The SportsPlex is the host of several summer camps and youth programs throughout the year. Lerch said they serve several nearby towns including Royersford, Boyertown, Exeter and Reading. He said when school starts, there will be a lot more league sports and other class trainings. Sydney Coleman, for the first year, will start a field hockey league in September. There will be a free open house event about the sport on Aug. 6 at the SportsPlex from 9 a.m. to noon where children will learn about dribbling, passing and more. For more information about the field hockey league, contact Coleman at 484-515-5548.

Lerch said he played several sports as a child including hockey. He said sports provide children with a great social atmosphere that allows them to learn about teamwork and leadership skills. He said former SportsPlex campers have even become coaches when they got older. Lerch said some of the same skills kids learn doing sports are ones that can be used later in life for their career. Sports helped Lerch to develop interpersonal skills and how to effectively communicate with others, he said.

“With video games and cellphones, there are a lot less direct person to person interaction,” he said adding that teammates learn how to work well with one another.

Lerch also said several programs are conducted at the SportsPlex that go beyond the athletic training involved with sports. This past winter Rian Wallace, NFL Superbowl XL Pittsburg Steeler Champion and former Pottstown High School football player, did a free after-school program there. The sports-based leadership program taught children about the importance of exercise, nutrition and academics.

Lerch said there is also a sports psychology group called Mind of the Athlete that have discussions at the SportsPlex about the mental side of sports and life in general. The organization is based out of Bethlehem and its focus is to improve the emotional health of athletes, according to its website at http://www.mindoftheathlete.com.

Greater Pottstown Tennis & Learning instructor Chris Herdelin teaches children some basics of the sport during the combined PEAK Pottstown Celebrates Young Children and YMCA Healthy Kids Day event Saturday.

Greater Pottstown Tennis & Learning instructor Chris Herdelin teaches children some basics of the sport during the combined PEAK Pottstown Celebrates Young Children and YMCA Healthy Kids Day event Saturday.
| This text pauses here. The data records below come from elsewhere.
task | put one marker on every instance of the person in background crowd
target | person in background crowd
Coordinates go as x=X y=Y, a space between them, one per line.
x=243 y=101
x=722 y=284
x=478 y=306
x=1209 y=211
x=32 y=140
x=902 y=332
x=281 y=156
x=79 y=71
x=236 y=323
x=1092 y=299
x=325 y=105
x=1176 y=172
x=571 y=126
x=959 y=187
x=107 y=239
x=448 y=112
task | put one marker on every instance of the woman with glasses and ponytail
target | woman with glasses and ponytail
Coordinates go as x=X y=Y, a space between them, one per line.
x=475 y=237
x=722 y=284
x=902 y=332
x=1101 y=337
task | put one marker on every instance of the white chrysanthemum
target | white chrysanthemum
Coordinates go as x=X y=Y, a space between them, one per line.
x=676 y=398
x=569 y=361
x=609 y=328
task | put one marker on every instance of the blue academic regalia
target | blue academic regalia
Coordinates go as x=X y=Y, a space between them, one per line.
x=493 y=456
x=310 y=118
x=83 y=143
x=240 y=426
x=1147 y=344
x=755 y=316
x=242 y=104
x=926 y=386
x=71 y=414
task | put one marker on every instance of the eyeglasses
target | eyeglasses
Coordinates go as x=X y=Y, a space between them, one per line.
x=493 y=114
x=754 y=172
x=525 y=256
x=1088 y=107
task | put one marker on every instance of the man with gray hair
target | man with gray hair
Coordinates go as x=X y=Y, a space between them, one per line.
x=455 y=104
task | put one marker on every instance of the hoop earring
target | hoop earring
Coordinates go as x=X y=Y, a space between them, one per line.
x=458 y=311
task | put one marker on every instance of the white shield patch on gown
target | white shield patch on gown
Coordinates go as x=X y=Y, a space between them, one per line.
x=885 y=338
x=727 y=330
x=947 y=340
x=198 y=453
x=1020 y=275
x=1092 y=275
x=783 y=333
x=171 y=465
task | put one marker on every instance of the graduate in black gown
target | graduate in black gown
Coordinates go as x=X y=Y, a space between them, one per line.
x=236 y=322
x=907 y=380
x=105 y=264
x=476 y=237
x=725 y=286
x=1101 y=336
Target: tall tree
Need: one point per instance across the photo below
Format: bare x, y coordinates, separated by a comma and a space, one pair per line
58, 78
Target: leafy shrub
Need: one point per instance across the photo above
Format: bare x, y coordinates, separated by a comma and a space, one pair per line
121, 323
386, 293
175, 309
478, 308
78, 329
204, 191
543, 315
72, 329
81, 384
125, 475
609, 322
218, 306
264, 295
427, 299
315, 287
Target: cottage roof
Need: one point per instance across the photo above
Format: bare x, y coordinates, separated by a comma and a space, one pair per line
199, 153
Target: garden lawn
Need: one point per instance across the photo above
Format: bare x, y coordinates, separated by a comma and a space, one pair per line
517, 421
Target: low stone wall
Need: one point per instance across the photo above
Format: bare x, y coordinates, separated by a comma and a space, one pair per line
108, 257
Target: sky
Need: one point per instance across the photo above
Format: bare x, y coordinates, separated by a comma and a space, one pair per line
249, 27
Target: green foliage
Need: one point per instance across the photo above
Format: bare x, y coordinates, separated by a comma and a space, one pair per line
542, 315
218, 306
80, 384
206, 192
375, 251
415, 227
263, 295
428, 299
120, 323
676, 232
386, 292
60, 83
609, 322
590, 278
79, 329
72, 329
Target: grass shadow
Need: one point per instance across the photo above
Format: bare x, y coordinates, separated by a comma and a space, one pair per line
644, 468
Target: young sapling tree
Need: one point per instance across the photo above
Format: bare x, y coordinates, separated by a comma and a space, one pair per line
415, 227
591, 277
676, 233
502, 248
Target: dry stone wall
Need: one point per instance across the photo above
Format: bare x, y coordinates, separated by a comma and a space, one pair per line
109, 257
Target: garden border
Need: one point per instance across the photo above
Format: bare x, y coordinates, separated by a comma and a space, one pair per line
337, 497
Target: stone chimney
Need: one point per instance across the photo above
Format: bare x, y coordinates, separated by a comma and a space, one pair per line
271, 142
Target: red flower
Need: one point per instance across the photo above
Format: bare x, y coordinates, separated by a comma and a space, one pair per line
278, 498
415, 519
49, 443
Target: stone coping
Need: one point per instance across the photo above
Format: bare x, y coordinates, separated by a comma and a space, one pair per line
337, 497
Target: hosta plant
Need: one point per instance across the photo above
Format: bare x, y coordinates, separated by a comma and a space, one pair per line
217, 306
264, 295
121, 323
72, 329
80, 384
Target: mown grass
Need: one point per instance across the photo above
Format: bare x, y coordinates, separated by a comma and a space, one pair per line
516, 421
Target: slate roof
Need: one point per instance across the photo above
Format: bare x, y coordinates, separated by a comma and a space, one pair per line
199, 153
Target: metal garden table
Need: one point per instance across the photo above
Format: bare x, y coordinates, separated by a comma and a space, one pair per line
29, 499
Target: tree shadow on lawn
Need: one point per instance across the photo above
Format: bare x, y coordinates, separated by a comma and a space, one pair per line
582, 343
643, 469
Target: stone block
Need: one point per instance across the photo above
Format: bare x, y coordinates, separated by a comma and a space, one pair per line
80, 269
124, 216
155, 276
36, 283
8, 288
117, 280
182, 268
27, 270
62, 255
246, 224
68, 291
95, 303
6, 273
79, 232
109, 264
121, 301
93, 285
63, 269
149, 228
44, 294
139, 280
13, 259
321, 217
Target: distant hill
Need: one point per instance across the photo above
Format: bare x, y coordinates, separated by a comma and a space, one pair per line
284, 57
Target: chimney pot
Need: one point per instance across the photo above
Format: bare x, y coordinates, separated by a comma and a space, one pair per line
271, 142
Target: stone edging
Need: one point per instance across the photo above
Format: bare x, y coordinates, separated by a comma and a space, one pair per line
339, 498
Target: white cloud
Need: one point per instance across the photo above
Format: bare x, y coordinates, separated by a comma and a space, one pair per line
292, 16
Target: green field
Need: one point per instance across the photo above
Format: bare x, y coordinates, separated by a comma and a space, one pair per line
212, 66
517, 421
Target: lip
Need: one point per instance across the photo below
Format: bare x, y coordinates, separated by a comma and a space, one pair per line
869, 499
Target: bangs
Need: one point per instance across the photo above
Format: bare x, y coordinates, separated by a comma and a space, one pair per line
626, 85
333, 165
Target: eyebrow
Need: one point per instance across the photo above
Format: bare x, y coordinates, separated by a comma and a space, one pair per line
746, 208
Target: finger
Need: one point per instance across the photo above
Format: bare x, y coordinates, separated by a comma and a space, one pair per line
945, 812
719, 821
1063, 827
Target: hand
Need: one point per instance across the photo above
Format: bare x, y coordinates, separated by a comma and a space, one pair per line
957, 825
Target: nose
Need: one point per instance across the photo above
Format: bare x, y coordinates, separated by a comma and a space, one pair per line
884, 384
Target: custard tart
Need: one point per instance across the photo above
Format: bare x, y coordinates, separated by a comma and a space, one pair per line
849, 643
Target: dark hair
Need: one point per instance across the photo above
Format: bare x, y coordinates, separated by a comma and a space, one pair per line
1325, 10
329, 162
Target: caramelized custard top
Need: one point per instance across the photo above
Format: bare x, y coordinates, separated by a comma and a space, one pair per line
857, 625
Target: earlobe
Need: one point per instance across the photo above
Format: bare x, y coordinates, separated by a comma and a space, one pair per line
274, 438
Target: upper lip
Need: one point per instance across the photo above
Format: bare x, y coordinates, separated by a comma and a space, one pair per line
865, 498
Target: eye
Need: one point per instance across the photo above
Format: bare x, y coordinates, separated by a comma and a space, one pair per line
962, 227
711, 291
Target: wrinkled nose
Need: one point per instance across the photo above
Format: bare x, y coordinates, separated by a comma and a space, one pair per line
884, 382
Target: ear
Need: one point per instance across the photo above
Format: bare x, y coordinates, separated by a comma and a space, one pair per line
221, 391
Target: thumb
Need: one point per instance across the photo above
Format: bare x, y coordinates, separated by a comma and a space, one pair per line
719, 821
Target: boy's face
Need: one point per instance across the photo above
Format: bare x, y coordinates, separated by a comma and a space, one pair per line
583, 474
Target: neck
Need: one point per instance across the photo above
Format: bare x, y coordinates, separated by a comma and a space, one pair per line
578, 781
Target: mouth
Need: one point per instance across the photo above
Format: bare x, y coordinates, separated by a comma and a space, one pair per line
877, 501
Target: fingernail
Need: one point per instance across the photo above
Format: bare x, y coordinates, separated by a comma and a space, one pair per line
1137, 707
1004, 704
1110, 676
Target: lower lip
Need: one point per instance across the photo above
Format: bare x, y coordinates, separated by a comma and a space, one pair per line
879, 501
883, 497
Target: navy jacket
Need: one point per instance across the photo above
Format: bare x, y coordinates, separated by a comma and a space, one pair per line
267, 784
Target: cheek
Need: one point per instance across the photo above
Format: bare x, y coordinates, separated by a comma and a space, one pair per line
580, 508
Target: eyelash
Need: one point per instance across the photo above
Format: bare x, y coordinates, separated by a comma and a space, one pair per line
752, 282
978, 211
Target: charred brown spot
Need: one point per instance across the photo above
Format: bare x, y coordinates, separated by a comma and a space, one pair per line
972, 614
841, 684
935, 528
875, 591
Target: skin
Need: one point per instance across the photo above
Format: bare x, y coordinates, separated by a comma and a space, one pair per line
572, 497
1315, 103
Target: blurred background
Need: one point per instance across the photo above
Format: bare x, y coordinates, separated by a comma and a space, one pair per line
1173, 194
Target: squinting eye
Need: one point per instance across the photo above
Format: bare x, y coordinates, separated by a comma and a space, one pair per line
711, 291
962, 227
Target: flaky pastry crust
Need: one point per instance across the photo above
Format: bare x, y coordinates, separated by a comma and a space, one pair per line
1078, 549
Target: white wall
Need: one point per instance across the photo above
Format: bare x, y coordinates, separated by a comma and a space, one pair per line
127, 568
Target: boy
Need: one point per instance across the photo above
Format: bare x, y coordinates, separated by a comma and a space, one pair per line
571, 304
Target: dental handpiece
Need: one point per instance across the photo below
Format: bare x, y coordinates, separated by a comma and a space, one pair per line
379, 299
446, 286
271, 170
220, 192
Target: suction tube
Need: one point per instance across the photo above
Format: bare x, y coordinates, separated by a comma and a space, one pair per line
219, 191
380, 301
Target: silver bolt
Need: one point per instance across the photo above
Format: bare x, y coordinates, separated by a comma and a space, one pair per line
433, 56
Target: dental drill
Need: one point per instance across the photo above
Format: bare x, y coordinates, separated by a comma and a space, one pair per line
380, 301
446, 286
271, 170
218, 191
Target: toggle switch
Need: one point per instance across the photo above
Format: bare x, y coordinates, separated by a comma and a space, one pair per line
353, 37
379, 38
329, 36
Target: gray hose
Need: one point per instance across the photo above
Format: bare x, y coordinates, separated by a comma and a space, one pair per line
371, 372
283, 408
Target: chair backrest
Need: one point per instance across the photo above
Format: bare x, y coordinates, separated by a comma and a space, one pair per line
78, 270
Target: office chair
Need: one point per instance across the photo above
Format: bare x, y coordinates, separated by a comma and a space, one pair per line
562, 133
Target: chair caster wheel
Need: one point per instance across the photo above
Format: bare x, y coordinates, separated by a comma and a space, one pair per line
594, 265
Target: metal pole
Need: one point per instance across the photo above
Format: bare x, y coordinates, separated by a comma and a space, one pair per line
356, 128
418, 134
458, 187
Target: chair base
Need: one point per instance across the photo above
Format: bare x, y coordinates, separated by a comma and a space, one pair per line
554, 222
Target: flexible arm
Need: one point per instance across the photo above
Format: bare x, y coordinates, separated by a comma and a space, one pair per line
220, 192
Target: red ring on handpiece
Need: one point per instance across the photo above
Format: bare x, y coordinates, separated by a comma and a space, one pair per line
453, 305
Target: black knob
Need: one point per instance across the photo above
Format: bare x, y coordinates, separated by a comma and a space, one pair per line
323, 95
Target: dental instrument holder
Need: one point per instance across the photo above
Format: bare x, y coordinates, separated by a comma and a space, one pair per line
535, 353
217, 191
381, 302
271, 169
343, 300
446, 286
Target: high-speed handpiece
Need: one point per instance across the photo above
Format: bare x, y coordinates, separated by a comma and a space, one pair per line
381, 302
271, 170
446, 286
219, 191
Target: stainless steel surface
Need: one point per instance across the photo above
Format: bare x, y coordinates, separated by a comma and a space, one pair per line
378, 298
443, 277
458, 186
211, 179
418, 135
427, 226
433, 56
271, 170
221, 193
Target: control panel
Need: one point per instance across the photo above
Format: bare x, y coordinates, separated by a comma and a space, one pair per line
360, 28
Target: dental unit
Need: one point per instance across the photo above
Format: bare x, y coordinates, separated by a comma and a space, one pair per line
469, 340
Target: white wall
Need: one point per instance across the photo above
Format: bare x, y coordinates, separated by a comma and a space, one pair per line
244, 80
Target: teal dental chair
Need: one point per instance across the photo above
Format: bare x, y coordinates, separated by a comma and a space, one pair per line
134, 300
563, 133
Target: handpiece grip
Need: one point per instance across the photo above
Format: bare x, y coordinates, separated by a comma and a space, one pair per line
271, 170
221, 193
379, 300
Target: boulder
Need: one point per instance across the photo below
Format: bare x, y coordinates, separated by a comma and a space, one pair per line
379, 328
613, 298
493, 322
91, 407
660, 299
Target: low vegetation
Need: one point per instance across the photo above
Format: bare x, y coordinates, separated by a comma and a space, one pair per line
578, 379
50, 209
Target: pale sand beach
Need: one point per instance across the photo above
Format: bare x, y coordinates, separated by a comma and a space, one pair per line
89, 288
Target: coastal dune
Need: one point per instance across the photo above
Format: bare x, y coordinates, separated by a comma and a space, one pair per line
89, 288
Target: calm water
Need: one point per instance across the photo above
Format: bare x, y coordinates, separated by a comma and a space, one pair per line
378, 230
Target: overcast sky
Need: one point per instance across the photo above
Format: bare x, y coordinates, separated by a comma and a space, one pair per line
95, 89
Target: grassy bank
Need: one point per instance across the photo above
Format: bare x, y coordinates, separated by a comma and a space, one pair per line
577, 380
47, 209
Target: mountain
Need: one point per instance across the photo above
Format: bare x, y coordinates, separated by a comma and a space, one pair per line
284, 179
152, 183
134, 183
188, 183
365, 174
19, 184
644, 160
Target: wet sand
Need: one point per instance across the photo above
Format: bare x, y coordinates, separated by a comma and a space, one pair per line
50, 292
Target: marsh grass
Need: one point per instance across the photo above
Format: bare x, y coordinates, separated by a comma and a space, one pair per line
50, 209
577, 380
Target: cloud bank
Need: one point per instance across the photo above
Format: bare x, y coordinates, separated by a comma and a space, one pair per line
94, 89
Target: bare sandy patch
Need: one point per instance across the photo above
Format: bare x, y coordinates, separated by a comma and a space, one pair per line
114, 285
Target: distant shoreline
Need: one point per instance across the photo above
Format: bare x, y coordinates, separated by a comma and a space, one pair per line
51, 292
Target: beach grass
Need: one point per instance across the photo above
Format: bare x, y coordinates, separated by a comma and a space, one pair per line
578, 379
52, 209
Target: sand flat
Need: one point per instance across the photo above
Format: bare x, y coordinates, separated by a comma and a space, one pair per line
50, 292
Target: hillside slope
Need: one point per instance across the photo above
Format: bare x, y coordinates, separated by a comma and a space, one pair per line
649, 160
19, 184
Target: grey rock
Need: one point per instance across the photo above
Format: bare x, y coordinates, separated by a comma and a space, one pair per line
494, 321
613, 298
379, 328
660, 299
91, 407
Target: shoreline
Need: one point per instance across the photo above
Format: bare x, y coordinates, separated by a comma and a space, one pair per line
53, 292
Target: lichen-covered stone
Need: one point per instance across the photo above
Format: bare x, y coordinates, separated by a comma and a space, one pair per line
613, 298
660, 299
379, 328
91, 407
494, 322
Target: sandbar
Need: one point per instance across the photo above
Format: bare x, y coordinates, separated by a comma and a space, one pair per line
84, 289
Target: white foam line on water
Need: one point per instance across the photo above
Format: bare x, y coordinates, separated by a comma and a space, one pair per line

There are several youth sports organizations where the focus isn’t about winning but about creating great character traits in children. Youth development is one of the main goals of the Police Athletic League (PAL), said Ted Qualli, executive director for the PAL of Philadelphia.

“We are trying to help young people deal with the challenges in their neighborhood and in their communities and to develop positive attributes,” Qualli said.

The Police Athletic League is a national youth-serving organization that uses recreational and educational opportunities to prevent juvenile crime and violence. There are several local chapters in the area including the Pottstown Area PAL, the Phoenixville Area PAL, North Penn PAL of Lansdale and more.

Qualli said sports obviously includes physical activity which is good for overall health but that PAL also makes it its mission to instill other qualities in children. He said the coaches are mentors to the children and help them learn how to deal with diversity. A 2010 study about sport’s role in society conducted by the U.S. Anti-Doping Agency stated that according to a survey, coaches were ranked as the number one positive influence on youth.

Qualli said children involved in the PAL of Philadelphia also learn about the importance of education through programs like 24 Math. The youth practice math skills then compete county-wide. He said there’s a lot of research about how physical movement has a good impact on the brain. He said children are still developing their brain so sports can definitely be a benefit to them.

There are plenty of area organizations that provide sports opportunities including local PAL chapters, the 422 SportsPlex, the Media Youth Center, Reading Youth Athletic Program, Greater Pottstown Tennis & Learning and local Soccer for Success programs through The JT Dorsey Foundation.